England Away
- First edition
- The Football Factory Headhunters
- Author: John King
- Country: England
- Language: English
- Publisher: Jonathan Cape; Vintage;
- Published: 1998
- Media type: Print, e-book
- Preceded by: Headhunters

= England Away =

1998 novel by John King

England Away is the third novel by John King, first published by Jonathan Cape in 1998 and subsequently by Vintage. The final part of The Football Factory Trilogy, it follows characters from The Football Factory and Headhunters as they come together and head into Europe for an England football match against Germany in Berlin.

Tommy Johnson narrates the trip to Berlin via Amsterdam, while back in London, pensioner Bill Farrell remembers a similar route he took as a soldier during the Second World War, dealing with some horrific memories and a tragic killing in the process. Farrell and Johnson are forced to confront their demons, albeit with very different results. Both these characters represent the core of King's debut, The Football Factory, which was made into a film in 2004. Directed by Nick Love, it featured Danny Dyer as Tommy Johnson, while Dudley Sutton played Bill Farrell.

In an interview with writer Jay Slayton-Joslin, King said of England Away: "We are all the result of those who went before us, and I'm interested in this continuation and the expansion of our culture". The novel draws on the Second World War and its aftermath, while considering the relationship between Britain and the EU, a subject King focuses on in The Liberal Politics of Adolf Hitler (2016).

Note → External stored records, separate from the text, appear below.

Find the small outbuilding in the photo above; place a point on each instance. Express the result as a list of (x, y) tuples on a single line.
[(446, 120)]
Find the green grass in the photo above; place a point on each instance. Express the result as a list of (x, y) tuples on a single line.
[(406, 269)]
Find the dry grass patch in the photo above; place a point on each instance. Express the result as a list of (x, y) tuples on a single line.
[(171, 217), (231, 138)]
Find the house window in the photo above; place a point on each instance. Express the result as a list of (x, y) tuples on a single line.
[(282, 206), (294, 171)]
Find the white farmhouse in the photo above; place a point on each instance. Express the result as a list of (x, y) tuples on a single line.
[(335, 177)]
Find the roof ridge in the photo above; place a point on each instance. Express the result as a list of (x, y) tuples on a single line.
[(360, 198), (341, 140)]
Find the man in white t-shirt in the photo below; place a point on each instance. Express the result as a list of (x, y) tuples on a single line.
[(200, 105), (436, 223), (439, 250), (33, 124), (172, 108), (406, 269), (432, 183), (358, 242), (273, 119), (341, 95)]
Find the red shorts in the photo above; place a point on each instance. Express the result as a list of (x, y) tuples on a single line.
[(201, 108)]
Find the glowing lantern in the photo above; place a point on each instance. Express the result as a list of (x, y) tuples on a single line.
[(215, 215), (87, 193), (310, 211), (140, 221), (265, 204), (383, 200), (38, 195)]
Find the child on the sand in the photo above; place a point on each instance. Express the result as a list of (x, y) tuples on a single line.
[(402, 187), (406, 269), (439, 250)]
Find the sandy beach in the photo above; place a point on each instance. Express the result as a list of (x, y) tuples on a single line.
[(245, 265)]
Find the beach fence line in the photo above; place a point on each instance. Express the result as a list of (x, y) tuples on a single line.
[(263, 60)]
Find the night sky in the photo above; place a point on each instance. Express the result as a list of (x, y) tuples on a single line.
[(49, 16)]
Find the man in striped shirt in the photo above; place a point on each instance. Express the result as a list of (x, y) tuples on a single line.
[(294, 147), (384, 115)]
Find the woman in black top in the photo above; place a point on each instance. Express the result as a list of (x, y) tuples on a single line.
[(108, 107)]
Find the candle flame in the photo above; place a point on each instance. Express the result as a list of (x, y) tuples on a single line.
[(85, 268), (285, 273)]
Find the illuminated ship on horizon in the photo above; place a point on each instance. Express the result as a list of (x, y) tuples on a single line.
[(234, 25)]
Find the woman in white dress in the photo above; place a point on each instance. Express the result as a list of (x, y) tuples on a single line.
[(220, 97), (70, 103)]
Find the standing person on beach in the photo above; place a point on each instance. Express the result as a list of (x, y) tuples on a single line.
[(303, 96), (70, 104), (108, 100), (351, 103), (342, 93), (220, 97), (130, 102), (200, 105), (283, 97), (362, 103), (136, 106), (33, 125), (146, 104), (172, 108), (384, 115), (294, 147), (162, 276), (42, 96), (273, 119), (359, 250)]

In his review for the Morning Star, Chris Searle wrote: "The words of Wilfred Owen come pounding through the prose: 'I was the enemy you killed, my friend.' The literature is in the sordid truth and crude, raucous, mob-like poetry of King's lifesaving and lifewasting that bursts from his pages, confronting the reader with questions of culture, nationalism, violence and class that are not easily put aside."